MEPNet is a learning-based framework that translates image-based, step-by-step assembly manuals created by human designers into machine-understandable instructions.
The researchers formulate the problem as a sequential prediction task: at each step, the model reads the manual, locates the parts to be added to the current shape, and infers where they are in three-dimensional space.

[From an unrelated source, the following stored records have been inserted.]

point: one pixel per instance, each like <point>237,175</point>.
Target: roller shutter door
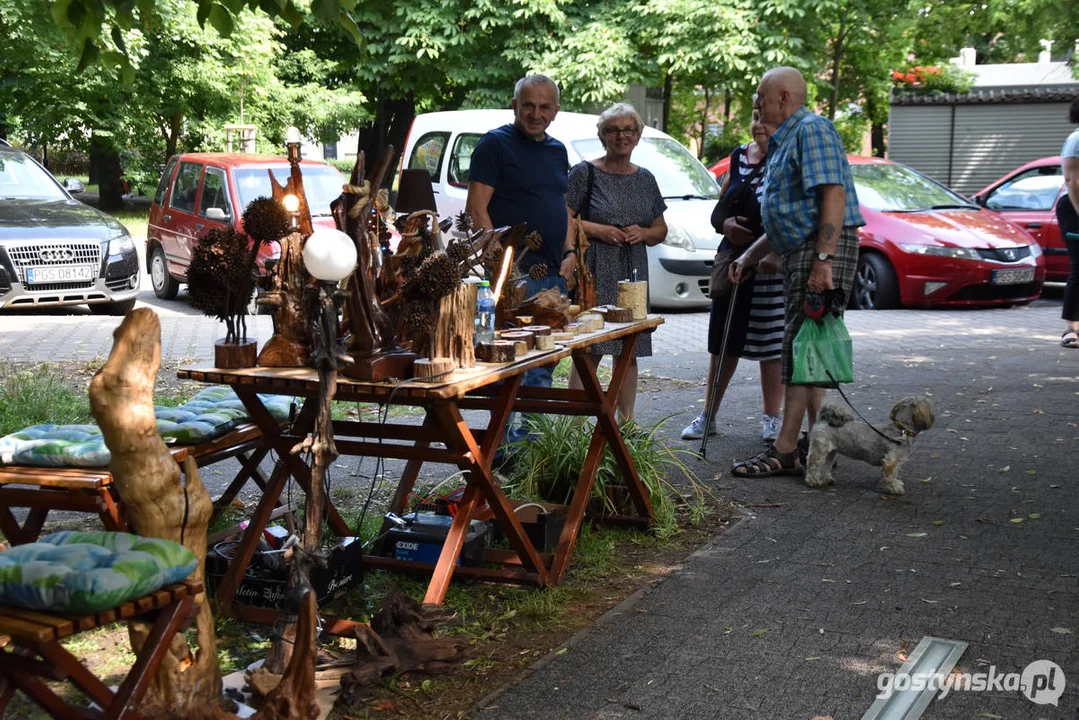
<point>994,139</point>
<point>918,135</point>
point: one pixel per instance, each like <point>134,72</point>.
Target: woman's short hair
<point>619,110</point>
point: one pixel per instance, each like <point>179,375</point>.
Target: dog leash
<point>845,399</point>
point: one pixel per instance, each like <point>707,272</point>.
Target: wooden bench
<point>91,490</point>
<point>35,652</point>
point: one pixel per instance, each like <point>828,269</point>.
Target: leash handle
<point>845,399</point>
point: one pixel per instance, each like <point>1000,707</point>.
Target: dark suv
<point>204,190</point>
<point>55,250</point>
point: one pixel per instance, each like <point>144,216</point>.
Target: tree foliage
<point>331,65</point>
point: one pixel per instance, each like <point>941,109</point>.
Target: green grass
<point>38,395</point>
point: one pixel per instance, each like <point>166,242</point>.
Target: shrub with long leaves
<point>548,465</point>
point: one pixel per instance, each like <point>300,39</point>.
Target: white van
<point>679,268</point>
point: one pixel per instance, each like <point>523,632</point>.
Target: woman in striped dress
<point>756,328</point>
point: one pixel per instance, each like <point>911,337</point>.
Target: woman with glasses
<point>622,211</point>
<point>756,326</point>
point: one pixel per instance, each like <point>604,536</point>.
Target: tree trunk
<point>668,87</point>
<point>876,128</point>
<point>105,158</point>
<point>159,505</point>
<point>836,59</point>
<point>390,128</point>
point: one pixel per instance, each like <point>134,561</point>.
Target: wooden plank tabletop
<point>304,380</point>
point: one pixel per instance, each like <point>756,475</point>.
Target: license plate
<point>1013,276</point>
<point>67,273</point>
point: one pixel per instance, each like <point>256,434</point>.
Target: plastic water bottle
<point>485,313</point>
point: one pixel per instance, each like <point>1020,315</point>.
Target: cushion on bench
<point>210,413</point>
<point>86,572</point>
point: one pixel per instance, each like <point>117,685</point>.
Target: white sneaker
<point>770,425</point>
<point>695,430</point>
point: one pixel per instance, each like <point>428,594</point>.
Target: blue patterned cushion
<point>85,572</point>
<point>210,413</point>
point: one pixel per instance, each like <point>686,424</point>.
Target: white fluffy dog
<point>837,432</point>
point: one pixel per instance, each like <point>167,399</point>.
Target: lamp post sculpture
<point>329,257</point>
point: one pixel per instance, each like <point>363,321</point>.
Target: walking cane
<point>713,376</point>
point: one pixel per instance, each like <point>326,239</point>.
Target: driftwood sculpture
<point>585,282</point>
<point>548,308</point>
<point>290,343</point>
<point>371,328</point>
<point>146,476</point>
<point>399,639</point>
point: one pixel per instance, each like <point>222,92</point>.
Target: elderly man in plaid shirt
<point>810,218</point>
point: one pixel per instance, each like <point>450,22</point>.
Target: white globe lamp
<point>329,255</point>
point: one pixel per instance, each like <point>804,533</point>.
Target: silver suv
<point>55,250</point>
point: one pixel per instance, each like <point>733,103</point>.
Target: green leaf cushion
<point>55,446</point>
<point>85,572</point>
<point>213,412</point>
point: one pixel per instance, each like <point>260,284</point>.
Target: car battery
<point>423,535</point>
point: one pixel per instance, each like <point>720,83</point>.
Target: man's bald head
<point>781,92</point>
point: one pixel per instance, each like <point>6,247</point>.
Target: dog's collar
<point>903,431</point>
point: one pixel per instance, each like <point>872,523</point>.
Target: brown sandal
<point>768,463</point>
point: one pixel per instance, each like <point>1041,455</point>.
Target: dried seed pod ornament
<point>265,220</point>
<point>219,280</point>
<point>463,221</point>
<point>436,277</point>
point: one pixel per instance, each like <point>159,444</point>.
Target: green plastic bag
<point>823,354</point>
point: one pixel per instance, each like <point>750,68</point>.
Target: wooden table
<point>446,437</point>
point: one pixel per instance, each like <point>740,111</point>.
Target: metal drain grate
<point>933,657</point>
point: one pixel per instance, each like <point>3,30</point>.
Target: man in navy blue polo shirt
<point>519,174</point>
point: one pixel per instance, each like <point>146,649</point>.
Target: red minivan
<point>204,190</point>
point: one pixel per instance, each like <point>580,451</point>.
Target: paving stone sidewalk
<point>795,611</point>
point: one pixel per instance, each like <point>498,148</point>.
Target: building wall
<point>966,147</point>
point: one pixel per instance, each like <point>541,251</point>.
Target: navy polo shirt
<point>530,179</point>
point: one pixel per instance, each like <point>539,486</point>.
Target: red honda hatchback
<point>204,190</point>
<point>924,245</point>
<point>1027,198</point>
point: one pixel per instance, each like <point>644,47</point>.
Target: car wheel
<point>875,285</point>
<point>121,308</point>
<point>164,285</point>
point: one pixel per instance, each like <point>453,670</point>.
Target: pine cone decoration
<point>410,265</point>
<point>460,250</point>
<point>265,220</point>
<point>436,277</point>
<point>219,279</point>
<point>464,221</point>
<point>492,261</point>
<point>417,316</point>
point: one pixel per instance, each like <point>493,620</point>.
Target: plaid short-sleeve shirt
<point>804,152</point>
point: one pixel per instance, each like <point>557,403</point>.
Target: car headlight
<point>679,238</point>
<point>937,250</point>
<point>121,244</point>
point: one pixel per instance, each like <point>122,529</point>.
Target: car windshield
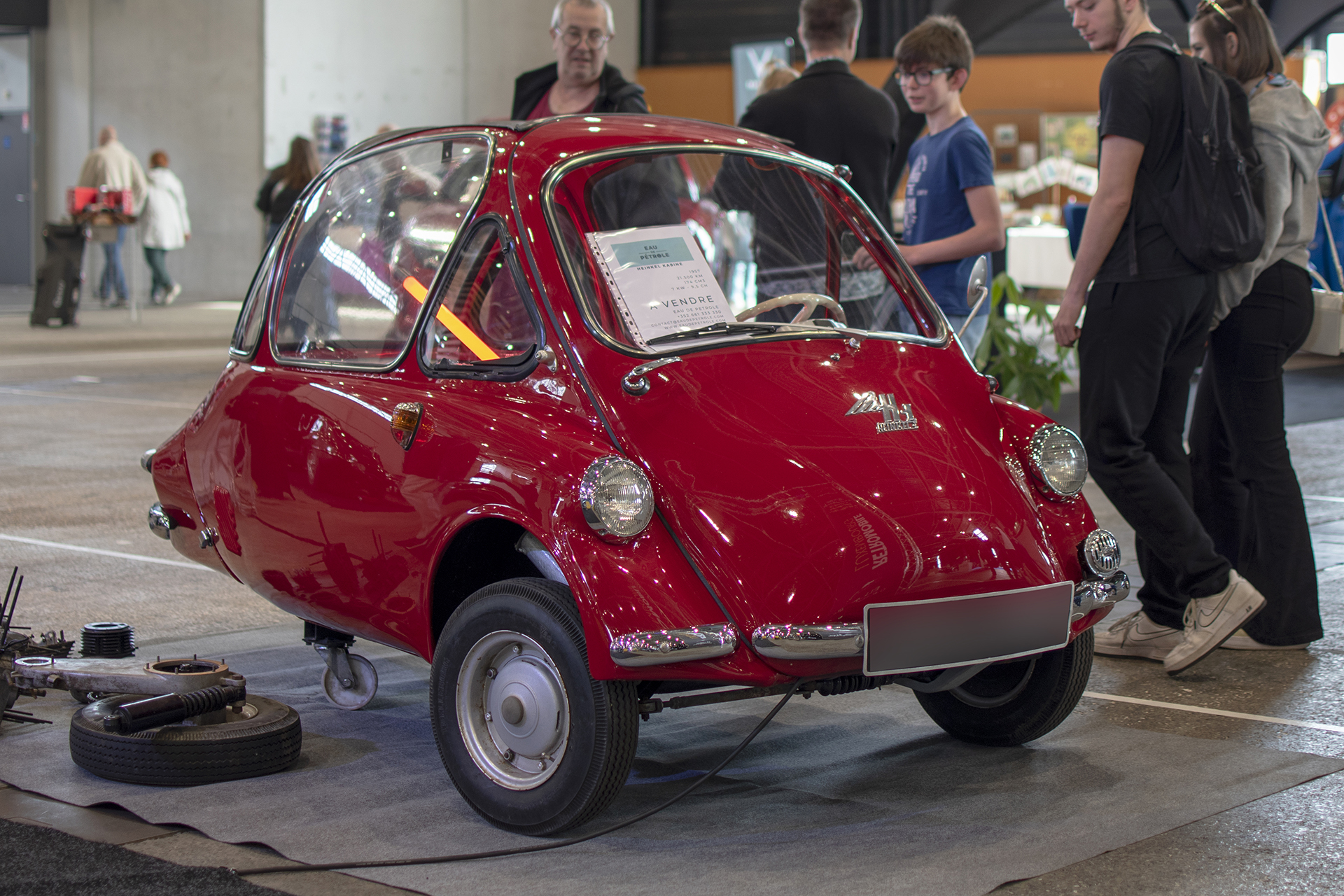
<point>670,248</point>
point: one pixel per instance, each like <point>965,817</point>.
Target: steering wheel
<point>809,302</point>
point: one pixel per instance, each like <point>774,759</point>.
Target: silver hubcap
<point>512,710</point>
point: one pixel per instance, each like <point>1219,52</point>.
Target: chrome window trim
<point>262,272</point>
<point>549,209</point>
<point>331,171</point>
<point>451,262</point>
<point>673,645</point>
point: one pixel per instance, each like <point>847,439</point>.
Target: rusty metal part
<point>122,676</point>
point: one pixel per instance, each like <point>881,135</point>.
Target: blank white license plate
<point>916,636</point>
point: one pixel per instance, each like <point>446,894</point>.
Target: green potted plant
<point>1008,352</point>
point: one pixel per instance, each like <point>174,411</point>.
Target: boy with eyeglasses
<point>952,211</point>
<point>580,81</point>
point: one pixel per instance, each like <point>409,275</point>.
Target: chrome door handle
<point>636,382</point>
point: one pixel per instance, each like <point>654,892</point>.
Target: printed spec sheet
<point>660,280</point>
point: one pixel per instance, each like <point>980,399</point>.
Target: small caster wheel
<point>360,692</point>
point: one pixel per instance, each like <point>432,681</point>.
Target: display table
<point>1040,257</point>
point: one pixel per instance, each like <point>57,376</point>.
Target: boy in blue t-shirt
<point>952,207</point>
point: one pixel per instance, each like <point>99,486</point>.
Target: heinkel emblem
<point>892,416</point>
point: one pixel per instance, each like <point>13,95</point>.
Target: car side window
<point>483,320</point>
<point>368,246</point>
<point>248,332</point>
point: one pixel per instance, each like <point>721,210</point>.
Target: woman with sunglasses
<point>1246,492</point>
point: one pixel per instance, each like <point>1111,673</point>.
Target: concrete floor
<point>78,407</point>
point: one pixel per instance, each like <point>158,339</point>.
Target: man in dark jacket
<point>830,113</point>
<point>580,81</point>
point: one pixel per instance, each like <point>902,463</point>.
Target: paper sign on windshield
<point>660,280</point>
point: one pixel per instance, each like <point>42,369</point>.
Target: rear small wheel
<point>530,739</point>
<point>1012,703</point>
<point>360,692</point>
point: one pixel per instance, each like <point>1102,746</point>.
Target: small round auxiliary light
<point>616,498</point>
<point>1058,460</point>
<point>1101,552</point>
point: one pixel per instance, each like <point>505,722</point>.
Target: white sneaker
<point>1214,620</point>
<point>1138,636</point>
<point>1242,641</point>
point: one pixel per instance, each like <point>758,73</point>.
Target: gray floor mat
<point>855,794</point>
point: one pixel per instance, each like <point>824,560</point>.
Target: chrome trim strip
<point>673,645</point>
<point>558,171</point>
<point>1092,594</point>
<point>808,643</point>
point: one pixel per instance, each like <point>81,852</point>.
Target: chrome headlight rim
<point>1101,554</point>
<point>590,503</point>
<point>1037,450</point>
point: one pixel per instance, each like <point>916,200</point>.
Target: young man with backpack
<point>1148,316</point>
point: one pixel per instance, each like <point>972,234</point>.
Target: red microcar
<point>596,409</point>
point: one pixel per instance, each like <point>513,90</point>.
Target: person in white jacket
<point>167,226</point>
<point>116,167</point>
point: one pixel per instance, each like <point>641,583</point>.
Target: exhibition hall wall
<point>222,86</point>
<point>179,76</point>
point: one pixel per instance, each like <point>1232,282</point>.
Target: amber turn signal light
<point>405,422</point>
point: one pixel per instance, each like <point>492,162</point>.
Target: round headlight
<point>1101,552</point>
<point>616,498</point>
<point>1058,460</point>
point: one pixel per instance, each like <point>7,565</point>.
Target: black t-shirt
<point>1142,99</point>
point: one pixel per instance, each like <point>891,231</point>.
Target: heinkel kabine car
<point>589,410</point>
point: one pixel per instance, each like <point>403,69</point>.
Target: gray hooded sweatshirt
<point>1292,141</point>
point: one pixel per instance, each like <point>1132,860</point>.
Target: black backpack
<point>1214,213</point>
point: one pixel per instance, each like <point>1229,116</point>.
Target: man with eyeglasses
<point>580,81</point>
<point>1148,317</point>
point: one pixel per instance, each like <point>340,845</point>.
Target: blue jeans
<point>976,332</point>
<point>113,276</point>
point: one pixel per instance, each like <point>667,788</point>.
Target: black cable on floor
<point>539,848</point>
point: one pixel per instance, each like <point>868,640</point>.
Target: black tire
<point>603,719</point>
<point>1056,684</point>
<point>185,755</point>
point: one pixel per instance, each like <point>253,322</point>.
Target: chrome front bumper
<point>1092,594</point>
<point>673,645</point>
<point>808,643</point>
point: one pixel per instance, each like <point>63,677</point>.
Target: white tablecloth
<point>1040,257</point>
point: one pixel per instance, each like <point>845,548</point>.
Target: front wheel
<point>530,739</point>
<point>1011,703</point>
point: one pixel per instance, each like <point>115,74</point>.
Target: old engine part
<point>171,708</point>
<point>109,640</point>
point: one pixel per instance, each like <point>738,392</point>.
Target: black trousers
<point>162,281</point>
<point>1139,348</point>
<point>1245,489</point>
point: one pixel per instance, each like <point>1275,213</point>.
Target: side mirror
<point>974,288</point>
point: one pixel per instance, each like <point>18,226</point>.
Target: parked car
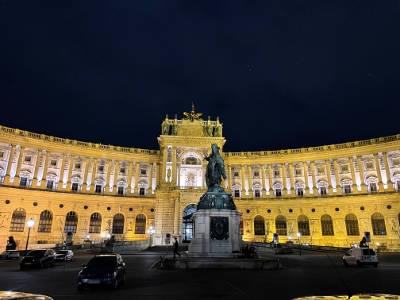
<point>38,258</point>
<point>10,254</point>
<point>360,257</point>
<point>107,269</point>
<point>8,295</point>
<point>64,255</point>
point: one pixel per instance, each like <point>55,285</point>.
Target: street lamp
<point>298,239</point>
<point>30,224</point>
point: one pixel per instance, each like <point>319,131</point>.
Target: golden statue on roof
<point>192,115</point>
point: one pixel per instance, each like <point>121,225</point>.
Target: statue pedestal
<point>216,233</point>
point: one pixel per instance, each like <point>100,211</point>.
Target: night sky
<point>279,74</point>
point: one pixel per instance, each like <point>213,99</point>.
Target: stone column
<point>250,170</point>
<point>283,170</point>
<point>388,173</point>
<point>271,182</point>
<point>263,190</point>
<point>93,178</point>
<point>11,157</point>
<point>36,169</point>
<point>45,169</point>
<point>337,179</point>
<point>378,172</point>
<point>353,175</point>
<point>329,175</point>
<point>292,181</point>
<point>71,167</point>
<point>64,165</point>
<point>174,172</point>
<point>19,163</point>
<point>129,178</point>
<point>85,174</point>
<point>242,176</point>
<point>362,174</point>
<point>315,188</point>
<point>306,183</point>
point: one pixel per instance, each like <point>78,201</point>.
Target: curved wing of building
<point>328,195</point>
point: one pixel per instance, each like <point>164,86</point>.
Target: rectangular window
<point>75,187</point>
<point>50,184</point>
<point>300,192</point>
<point>347,189</point>
<point>120,190</point>
<point>98,188</point>
<point>322,191</point>
<point>23,182</point>
<point>372,187</point>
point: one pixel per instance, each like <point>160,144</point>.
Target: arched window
<point>46,218</point>
<point>71,222</point>
<point>303,225</point>
<point>95,223</point>
<point>259,226</point>
<point>280,225</point>
<point>18,220</point>
<point>378,224</point>
<point>352,225</point>
<point>118,224</point>
<point>187,222</point>
<point>327,225</point>
<point>140,224</point>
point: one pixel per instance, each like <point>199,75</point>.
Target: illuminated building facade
<point>330,194</point>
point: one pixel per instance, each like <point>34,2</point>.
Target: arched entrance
<point>187,223</point>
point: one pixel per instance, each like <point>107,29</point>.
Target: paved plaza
<point>312,273</point>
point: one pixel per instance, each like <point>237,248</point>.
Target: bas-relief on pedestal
<point>217,222</point>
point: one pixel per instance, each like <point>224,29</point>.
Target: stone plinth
<point>216,233</point>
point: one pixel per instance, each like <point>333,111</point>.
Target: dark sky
<point>280,74</point>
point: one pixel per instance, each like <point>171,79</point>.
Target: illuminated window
<point>118,224</point>
<point>71,222</point>
<point>259,226</point>
<point>327,225</point>
<point>140,224</point>
<point>45,221</point>
<point>18,220</point>
<point>352,225</point>
<point>95,223</point>
<point>378,224</point>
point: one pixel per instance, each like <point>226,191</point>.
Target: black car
<point>103,269</point>
<point>38,258</point>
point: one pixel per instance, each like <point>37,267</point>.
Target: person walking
<point>176,248</point>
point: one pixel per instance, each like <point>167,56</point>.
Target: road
<point>312,273</point>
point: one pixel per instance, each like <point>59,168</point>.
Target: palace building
<point>327,195</point>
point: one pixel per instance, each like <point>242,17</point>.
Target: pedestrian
<point>176,248</point>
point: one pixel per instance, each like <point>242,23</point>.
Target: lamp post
<point>298,239</point>
<point>30,224</point>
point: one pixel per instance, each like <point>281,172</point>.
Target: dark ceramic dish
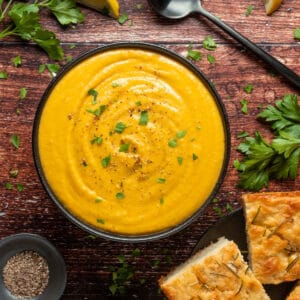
<point>111,235</point>
<point>17,243</point>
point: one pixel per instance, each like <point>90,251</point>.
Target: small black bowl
<point>17,243</point>
<point>111,235</point>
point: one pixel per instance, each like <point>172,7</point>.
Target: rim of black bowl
<point>147,237</point>
<point>17,243</point>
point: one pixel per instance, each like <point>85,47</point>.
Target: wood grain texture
<point>88,260</point>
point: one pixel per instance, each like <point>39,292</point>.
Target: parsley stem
<point>3,13</point>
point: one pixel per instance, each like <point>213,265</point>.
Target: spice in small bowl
<point>26,274</point>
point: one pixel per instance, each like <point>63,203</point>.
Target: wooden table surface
<point>88,260</point>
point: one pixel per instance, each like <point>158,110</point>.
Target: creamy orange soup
<point>131,141</point>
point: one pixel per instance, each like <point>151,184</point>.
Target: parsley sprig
<point>278,159</point>
<point>24,22</point>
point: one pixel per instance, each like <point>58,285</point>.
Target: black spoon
<point>177,9</point>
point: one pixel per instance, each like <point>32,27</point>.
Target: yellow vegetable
<point>131,141</point>
<point>271,5</point>
<point>110,7</point>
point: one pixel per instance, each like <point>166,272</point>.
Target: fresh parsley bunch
<point>278,159</point>
<point>24,22</point>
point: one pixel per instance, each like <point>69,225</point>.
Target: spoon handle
<point>273,62</point>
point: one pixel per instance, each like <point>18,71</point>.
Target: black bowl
<point>111,235</point>
<point>17,243</point>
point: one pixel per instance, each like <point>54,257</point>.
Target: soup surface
<point>131,141</point>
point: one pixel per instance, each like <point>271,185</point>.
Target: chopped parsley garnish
<point>193,54</point>
<point>123,18</point>
<point>105,161</point>
<point>15,140</point>
<point>20,187</point>
<point>120,195</point>
<point>161,180</point>
<point>180,160</point>
<point>144,118</point>
<point>98,111</point>
<point>181,134</point>
<point>3,75</point>
<point>8,186</point>
<point>249,10</point>
<point>17,61</point>
<point>209,44</point>
<point>211,59</point>
<point>248,88</point>
<point>23,92</point>
<point>173,143</point>
<point>115,84</point>
<point>93,93</point>
<point>297,34</point>
<point>120,127</point>
<point>96,140</point>
<point>244,104</point>
<point>124,147</point>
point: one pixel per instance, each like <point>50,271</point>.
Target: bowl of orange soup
<point>131,141</point>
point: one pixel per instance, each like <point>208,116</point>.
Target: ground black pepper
<point>26,274</point>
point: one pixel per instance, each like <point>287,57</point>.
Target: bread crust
<point>223,275</point>
<point>273,233</point>
<point>295,293</point>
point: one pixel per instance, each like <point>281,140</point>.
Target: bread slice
<point>216,272</point>
<point>295,293</point>
<point>273,232</point>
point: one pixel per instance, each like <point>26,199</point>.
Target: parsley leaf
<point>93,93</point>
<point>123,18</point>
<point>173,143</point>
<point>278,159</point>
<point>244,104</point>
<point>120,127</point>
<point>211,59</point>
<point>286,112</point>
<point>120,195</point>
<point>105,161</point>
<point>193,54</point>
<point>124,147</point>
<point>248,88</point>
<point>3,75</point>
<point>209,44</point>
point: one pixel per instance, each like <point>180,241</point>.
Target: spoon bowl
<point>178,9</point>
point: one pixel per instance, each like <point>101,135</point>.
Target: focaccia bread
<point>295,293</point>
<point>273,232</point>
<point>217,272</point>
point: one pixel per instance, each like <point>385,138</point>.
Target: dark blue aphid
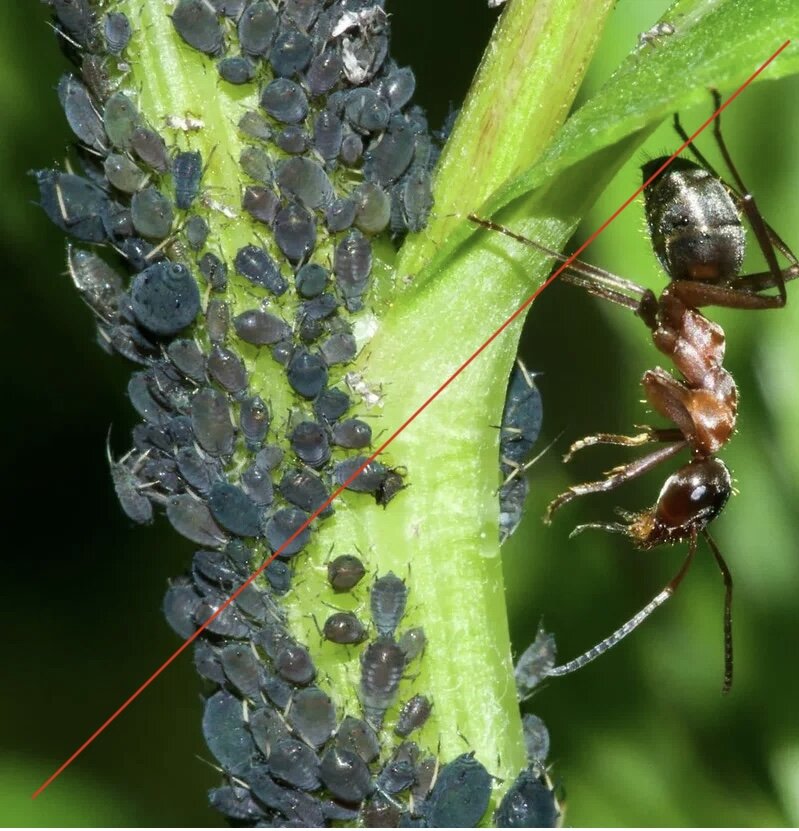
<point>460,795</point>
<point>165,298</point>
<point>528,803</point>
<point>187,170</point>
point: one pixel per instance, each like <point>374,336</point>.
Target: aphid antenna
<point>634,622</point>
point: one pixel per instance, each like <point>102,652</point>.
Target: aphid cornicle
<point>695,223</point>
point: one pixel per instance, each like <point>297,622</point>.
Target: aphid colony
<point>205,451</point>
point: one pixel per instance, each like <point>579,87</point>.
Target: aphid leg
<point>615,477</point>
<point>725,573</point>
<point>650,434</point>
<point>633,623</point>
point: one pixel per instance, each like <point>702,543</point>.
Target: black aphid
<point>260,269</point>
<point>260,203</point>
<point>257,28</point>
<point>306,373</point>
<point>528,803</point>
<point>387,601</point>
<point>234,510</point>
<point>412,715</point>
<point>187,170</point>
<point>242,668</point>
<point>295,231</point>
<point>82,117</point>
<point>344,628</point>
<point>197,231</point>
<point>291,52</point>
<point>237,69</point>
<point>214,271</point>
<point>345,572</point>
<point>281,526</point>
<point>294,763</point>
<point>305,180</point>
<point>192,519</point>
<point>151,148</point>
<point>284,101</point>
<point>382,665</point>
<point>196,22</point>
<point>210,419</point>
<point>460,795</point>
<point>352,264</point>
<point>226,733</point>
<point>117,31</point>
<point>312,716</point>
<point>120,119</point>
<point>152,213</point>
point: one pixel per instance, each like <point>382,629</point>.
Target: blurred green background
<point>641,737</point>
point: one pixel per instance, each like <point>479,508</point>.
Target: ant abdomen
<point>696,227</point>
<point>690,498</point>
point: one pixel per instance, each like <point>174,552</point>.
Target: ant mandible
<point>695,224</point>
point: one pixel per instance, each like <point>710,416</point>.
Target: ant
<point>695,223</point>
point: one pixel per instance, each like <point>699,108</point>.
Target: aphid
<point>528,803</point>
<point>460,795</point>
<point>293,139</point>
<point>382,665</point>
<point>387,600</point>
<point>192,519</point>
<point>694,220</point>
<point>284,524</point>
<point>344,628</point>
<point>241,668</point>
<point>257,27</point>
<point>345,775</point>
<point>225,732</point>
<point>214,271</point>
<point>152,213</point>
<point>290,53</point>
<point>323,73</point>
<point>284,101</point>
<point>306,373</point>
<point>328,133</point>
<point>303,488</point>
<point>237,69</point>
<point>234,510</point>
<point>211,422</point>
<point>294,763</point>
<point>197,231</point>
<point>256,164</point>
<point>73,204</point>
<point>352,264</point>
<point>187,170</point>
<point>260,203</point>
<point>260,269</point>
<point>150,147</point>
<point>412,715</point>
<point>306,181</point>
<point>295,231</point>
<point>165,298</point>
<point>217,322</point>
<point>312,716</point>
<point>117,31</point>
<point>387,160</point>
<point>82,117</point>
<point>227,369</point>
<point>197,24</point>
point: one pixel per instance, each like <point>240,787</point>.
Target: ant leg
<point>725,573</point>
<point>617,476</point>
<point>650,434</point>
<point>633,623</point>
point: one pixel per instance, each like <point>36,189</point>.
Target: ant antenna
<point>635,621</point>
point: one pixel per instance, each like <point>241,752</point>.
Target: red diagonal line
<point>394,435</point>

The challenges posed by this task are establishing a “2D-to-3D” correspondence between manual images and real 3D objects, as well as 3D pose prediction for unseen 3D objects, since in one step the added The new part may be a brand new small building block, or it may be an object assembled from previous steps.
Run the following commands to install the necessary dependencies.
conda create -n lego_release python=3.9.12
conda activate lego_release
pip -r requirements.txt
According to this documentation, manual installation may be required pytoch3d 0.5.0
.
Download the evaluation dataset and model checkpoint from here, unzip them to the root of the code, and run
bash scripts/eval/eval_all.sh
Results will be saved to results/
.
To train a model from scratch, first download the training and validation datasets from here and unpack them separately into data/datasets/synthetic_train
and data/datasets/synthetic_val
Table of contents.
After downloading the dataset, run the following command to preprocess it
bash scripts/process_dataset.sh
Then run the script to train the model
bash scripts/train/train_mepnet.sh
You can add in wandb --wandb
Options for recording and visualization of training scripts.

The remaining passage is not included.